Our EGL2022-2023 #BibleReading journey begins  on October 22, 2022  using the Exploring God’s Library Reading Calendar. You’re welcome to join us whether this be your first time reading the Bible or your 50th. You’ll not be on this journey alone, but if you would like will be in a group reading the Bible for the next 51 weeks. 

Here’s the link to the Exploring God’s Library 2022-2023 Bible Reading Calendar.


Exploring God’s Library One year reading calendar is a bit different from other Bible reading calendars in that it commences in the fall according to an ancient Jewish reading regimen of the Torah which begins anew each year following the fall feast known as the Feast of Tabernacles.

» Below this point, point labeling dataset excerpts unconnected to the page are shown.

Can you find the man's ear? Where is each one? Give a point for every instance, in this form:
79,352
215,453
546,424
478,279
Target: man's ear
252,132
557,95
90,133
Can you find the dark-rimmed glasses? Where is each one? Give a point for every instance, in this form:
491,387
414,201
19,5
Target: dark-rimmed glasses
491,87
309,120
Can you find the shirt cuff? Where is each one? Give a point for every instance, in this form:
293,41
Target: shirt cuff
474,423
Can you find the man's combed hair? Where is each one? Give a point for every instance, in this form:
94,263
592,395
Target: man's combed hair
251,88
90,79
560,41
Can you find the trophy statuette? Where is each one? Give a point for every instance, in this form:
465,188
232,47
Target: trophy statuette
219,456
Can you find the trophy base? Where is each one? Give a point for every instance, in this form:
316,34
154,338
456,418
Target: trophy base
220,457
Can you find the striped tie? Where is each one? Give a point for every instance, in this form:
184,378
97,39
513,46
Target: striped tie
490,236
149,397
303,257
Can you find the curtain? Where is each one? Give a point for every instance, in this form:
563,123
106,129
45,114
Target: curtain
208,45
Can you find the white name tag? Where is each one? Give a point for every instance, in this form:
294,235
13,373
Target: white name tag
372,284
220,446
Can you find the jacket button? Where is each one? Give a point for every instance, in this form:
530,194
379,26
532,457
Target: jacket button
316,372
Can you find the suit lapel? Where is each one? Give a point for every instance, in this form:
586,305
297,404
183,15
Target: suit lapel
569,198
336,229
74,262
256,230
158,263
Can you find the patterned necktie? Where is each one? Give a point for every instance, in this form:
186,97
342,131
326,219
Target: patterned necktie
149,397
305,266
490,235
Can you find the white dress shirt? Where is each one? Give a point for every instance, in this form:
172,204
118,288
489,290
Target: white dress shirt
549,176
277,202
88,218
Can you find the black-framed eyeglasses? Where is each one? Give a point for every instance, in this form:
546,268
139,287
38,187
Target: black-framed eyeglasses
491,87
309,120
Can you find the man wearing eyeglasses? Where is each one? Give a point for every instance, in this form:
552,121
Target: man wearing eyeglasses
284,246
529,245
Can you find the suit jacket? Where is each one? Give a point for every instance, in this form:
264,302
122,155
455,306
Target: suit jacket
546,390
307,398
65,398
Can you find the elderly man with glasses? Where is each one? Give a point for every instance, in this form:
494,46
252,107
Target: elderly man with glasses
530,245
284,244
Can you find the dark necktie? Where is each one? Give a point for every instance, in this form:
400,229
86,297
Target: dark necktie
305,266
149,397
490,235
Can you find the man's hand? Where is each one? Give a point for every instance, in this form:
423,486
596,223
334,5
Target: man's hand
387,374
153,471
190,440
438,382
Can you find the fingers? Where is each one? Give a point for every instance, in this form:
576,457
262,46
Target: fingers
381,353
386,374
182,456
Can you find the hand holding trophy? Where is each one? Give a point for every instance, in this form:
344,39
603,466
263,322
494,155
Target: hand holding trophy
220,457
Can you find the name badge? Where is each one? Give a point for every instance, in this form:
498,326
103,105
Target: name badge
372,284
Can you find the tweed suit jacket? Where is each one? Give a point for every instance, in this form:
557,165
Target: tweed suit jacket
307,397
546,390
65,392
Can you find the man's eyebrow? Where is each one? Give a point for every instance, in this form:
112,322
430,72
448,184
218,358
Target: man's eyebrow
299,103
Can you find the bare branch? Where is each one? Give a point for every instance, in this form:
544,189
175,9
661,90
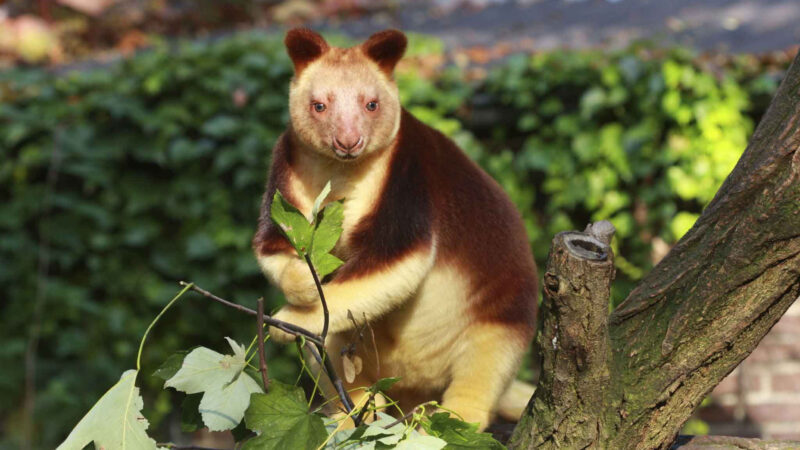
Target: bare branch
279,324
325,313
262,360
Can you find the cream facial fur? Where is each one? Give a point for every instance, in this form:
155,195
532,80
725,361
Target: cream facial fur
343,107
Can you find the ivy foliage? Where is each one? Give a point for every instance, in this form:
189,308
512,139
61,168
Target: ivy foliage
115,182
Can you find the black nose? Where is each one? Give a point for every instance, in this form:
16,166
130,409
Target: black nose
347,145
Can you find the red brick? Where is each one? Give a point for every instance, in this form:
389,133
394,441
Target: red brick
785,436
786,383
774,413
775,352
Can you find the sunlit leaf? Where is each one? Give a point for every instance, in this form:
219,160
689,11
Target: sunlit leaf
115,421
282,420
226,388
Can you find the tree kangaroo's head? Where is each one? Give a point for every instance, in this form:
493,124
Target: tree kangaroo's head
343,102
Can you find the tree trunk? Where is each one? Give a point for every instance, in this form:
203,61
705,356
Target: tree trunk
634,382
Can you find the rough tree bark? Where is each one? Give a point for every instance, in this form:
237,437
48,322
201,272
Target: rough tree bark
631,379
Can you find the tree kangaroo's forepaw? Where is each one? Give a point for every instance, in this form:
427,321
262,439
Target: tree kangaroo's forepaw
298,285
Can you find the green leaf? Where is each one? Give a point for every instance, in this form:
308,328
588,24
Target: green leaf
191,420
283,421
421,442
327,231
384,384
325,264
457,433
220,377
320,198
170,367
292,223
115,421
377,435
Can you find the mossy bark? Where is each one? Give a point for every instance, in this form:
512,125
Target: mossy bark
691,320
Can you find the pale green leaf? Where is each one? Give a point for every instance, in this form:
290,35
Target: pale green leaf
458,434
320,198
292,222
226,388
420,442
115,422
283,421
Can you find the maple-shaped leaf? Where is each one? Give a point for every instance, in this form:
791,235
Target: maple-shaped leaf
115,422
226,388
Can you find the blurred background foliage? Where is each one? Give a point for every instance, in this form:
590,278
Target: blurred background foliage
119,181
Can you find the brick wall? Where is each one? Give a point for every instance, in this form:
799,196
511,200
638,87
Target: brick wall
761,398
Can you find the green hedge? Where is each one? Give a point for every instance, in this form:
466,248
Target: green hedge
151,170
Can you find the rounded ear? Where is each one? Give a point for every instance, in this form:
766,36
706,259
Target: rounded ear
385,48
303,47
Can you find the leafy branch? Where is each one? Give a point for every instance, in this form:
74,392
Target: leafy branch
224,389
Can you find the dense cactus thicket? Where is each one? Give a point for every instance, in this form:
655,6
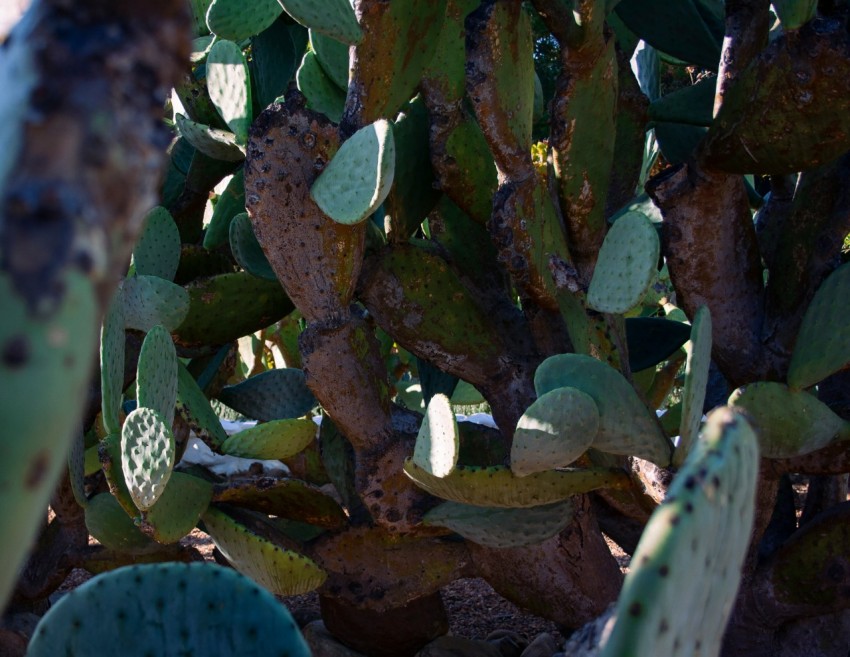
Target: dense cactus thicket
478,269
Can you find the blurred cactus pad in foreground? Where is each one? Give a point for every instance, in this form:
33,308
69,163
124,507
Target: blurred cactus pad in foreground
383,294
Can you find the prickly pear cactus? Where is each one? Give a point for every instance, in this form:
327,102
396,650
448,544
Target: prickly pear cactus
706,519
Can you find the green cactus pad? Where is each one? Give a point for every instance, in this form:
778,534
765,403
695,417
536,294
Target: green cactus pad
230,203
293,499
197,609
705,520
112,339
627,264
195,409
276,394
212,142
278,439
502,528
793,14
229,86
322,94
149,300
226,307
653,339
696,380
247,250
333,58
626,426
157,252
554,431
333,18
359,177
789,423
237,20
156,376
437,443
147,455
496,486
178,509
823,343
107,521
281,571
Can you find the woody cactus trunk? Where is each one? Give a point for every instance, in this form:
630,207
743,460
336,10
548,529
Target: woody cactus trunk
384,219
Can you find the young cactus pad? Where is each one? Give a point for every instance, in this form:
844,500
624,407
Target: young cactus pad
438,442
823,343
197,609
360,175
627,264
554,431
701,530
147,455
281,571
496,486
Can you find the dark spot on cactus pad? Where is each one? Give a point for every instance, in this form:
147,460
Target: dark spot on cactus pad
37,470
16,352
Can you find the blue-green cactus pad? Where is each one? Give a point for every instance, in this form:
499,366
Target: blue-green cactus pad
197,609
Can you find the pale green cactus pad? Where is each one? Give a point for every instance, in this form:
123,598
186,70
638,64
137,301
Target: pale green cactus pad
554,431
502,528
150,300
197,609
438,441
157,253
322,94
278,439
112,338
333,18
696,380
156,374
279,570
627,264
359,177
178,509
705,520
626,426
823,343
237,20
147,455
496,486
789,423
217,144
229,86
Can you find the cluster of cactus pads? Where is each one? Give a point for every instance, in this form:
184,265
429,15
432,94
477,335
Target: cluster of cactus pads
376,216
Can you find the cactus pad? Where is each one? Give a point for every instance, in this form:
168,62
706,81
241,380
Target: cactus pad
149,300
626,426
147,455
197,609
705,520
281,571
437,443
278,439
156,375
823,343
696,380
359,177
157,253
502,528
789,423
272,395
229,86
627,264
333,18
496,486
554,431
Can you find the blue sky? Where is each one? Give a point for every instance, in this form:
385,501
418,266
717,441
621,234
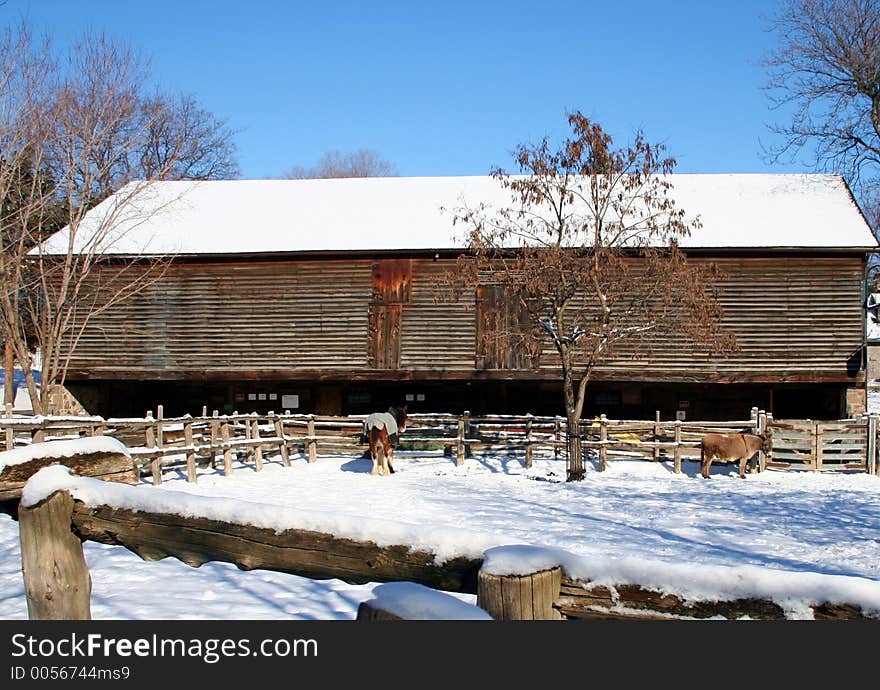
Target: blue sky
450,88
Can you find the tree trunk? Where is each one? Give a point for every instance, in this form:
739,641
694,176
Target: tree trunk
575,462
9,372
36,402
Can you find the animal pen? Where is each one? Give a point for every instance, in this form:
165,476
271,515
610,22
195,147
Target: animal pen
158,444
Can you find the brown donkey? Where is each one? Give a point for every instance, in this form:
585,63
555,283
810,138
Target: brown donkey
381,430
731,447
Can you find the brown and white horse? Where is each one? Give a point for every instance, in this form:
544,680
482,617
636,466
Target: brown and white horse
381,430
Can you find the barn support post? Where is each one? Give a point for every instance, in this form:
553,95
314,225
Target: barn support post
190,452
528,441
460,451
656,435
677,452
520,597
227,449
871,459
311,443
56,578
603,438
761,429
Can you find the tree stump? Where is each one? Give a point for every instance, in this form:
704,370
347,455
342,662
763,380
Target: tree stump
56,578
520,597
367,613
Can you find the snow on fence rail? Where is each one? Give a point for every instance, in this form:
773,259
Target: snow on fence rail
58,511
158,443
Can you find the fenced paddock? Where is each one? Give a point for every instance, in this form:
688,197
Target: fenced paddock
184,444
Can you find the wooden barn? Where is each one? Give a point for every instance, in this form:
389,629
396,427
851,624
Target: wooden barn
322,296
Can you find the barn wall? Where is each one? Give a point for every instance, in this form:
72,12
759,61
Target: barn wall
797,318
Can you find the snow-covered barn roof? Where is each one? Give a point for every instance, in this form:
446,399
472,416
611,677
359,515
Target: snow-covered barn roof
406,213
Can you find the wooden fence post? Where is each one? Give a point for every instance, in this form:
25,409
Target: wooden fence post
520,597
190,452
657,435
258,450
557,436
677,452
871,459
215,431
529,441
311,443
160,431
10,435
56,578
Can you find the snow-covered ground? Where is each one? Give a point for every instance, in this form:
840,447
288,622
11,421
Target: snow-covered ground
796,527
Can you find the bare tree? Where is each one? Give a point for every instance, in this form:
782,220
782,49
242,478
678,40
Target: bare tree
77,133
360,163
185,142
586,256
825,75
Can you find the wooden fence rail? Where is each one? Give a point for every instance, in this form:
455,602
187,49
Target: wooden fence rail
160,443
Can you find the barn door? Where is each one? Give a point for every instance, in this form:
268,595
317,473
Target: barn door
392,289
810,445
501,323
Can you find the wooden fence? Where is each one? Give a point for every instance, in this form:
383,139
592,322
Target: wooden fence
183,443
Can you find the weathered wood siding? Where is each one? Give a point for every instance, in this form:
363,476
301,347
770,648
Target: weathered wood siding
797,318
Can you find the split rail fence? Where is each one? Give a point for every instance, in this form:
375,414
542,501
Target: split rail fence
184,443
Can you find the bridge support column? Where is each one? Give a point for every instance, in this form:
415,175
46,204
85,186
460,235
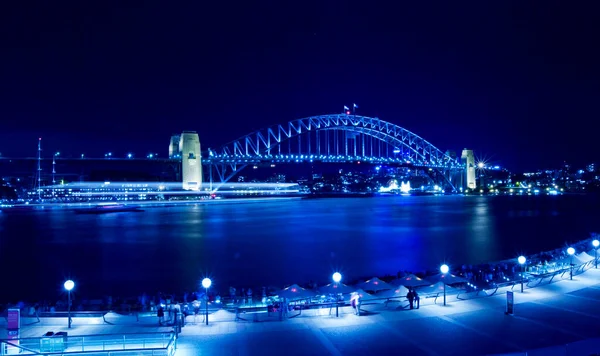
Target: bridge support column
469,159
191,161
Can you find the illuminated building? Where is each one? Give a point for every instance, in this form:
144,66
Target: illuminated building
174,147
468,159
191,160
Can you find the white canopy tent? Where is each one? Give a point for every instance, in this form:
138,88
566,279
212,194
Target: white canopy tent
295,292
375,284
411,281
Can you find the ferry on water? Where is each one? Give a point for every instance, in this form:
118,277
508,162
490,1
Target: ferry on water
103,208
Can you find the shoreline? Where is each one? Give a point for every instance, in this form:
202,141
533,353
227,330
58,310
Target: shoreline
140,203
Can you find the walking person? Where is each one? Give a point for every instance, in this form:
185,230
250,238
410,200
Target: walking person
161,315
417,299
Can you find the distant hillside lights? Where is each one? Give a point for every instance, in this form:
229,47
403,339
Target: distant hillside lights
187,147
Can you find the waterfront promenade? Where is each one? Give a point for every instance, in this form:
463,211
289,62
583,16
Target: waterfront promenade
546,316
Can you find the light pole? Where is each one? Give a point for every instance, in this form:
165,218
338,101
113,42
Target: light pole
69,285
206,282
444,269
522,261
571,252
596,243
337,277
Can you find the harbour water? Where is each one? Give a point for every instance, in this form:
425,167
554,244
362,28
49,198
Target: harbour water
277,242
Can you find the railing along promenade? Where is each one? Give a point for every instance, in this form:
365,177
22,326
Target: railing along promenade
142,344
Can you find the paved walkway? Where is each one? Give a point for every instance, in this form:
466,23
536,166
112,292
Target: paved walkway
549,315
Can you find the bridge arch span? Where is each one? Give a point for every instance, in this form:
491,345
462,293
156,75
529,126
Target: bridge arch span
268,141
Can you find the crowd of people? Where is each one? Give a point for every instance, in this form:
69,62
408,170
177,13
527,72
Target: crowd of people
190,303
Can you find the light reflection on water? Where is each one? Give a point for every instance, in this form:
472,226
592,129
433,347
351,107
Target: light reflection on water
278,242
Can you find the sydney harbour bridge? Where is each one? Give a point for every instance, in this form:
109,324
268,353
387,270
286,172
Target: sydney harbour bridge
326,139
341,138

It is different though in that it also contains daily readings from the Old Testament historic books and Prophets, the Psalms, Proverbs and readings from the New Testament.

It takes approximately 20 minutes a day to read the select sections. It is not a straight through the Bible read from Genesis to Revelation, rather it systematically reads through the Torah, also known as the Pentateuch, the Historic Books, Prophets, the Wisdom literature, Proverbs, Psalms for devotion, and a section of the New Testament.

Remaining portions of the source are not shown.